Enter "JPerftester" (I wish I had found a more awesome name for it :) ) available on my github account at
I tried to architect it in a way that it's modular enough to use it for Terracotta-specific use cases, but possibly also for other use case as well (like for example using multi-threading to load billions of records into a DB, or do comparative load testing against other systems out there). Here is the structure:
  • Base -----> [maven base pom for global plugins/dependencies]

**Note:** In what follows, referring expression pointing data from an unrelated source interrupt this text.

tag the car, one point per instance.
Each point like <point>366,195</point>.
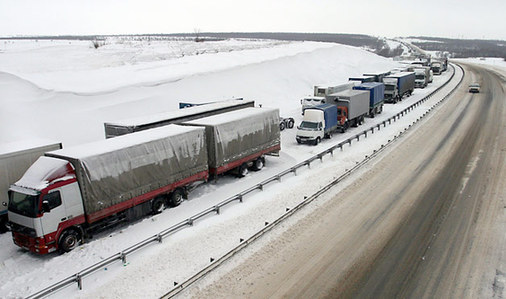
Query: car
<point>474,87</point>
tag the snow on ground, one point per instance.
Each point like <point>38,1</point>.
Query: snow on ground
<point>274,74</point>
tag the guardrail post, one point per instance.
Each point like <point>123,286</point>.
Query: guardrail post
<point>79,281</point>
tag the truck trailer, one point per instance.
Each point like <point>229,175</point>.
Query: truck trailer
<point>362,79</point>
<point>399,85</point>
<point>127,126</point>
<point>239,140</point>
<point>15,158</point>
<point>319,122</point>
<point>376,96</point>
<point>352,107</point>
<point>378,76</point>
<point>321,92</point>
<point>70,193</point>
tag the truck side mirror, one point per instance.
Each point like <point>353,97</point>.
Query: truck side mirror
<point>45,207</point>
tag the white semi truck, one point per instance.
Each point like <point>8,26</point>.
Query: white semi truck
<point>15,158</point>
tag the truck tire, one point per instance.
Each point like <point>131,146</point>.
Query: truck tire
<point>158,205</point>
<point>176,197</point>
<point>242,170</point>
<point>258,164</point>
<point>291,123</point>
<point>69,240</point>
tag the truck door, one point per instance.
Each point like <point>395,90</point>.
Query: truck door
<point>53,213</point>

  • BaseEngine -----> [multi-threading base + generic framework objects and helpers]
  • TerracottaEhCacheTesterSuite -----> [Terracotta specific suite]
    • Base -----> [maven base pom for global Terracotta/Ehcache plugins/dependencies]
    • BaseEngine  -----> [specific framework objects for terracotta such as key-value pair operation executors etc...]
    • TesterClients  -----> [actual running examples]
      • CacheWriterTester  -----> [testing cache writing scenarii under load]
      • CustomCacheSearchTester  -----> [testing searches]
      • POJOCacheTester  -----> [testing get/puts with some actual POJOs]
      • ...there could be many more here
  • Other suite 1
  • Other suite 2
  • etc...
To build, simply go to JPerfTester root folder and run "mvn clean install"...that should be it to compile it all + package the sample TesterClients apps in tar.gz files ("dist" folders after build phase) that you can deploy anywhere you have JAVA installed (and Terracotta, since these sample app are terracotta testers)
In further posts, I'll go over in more detail how to run these test clients in your environment, and how to create a new "Tester Client" (terracotta-specific or not) for your needs.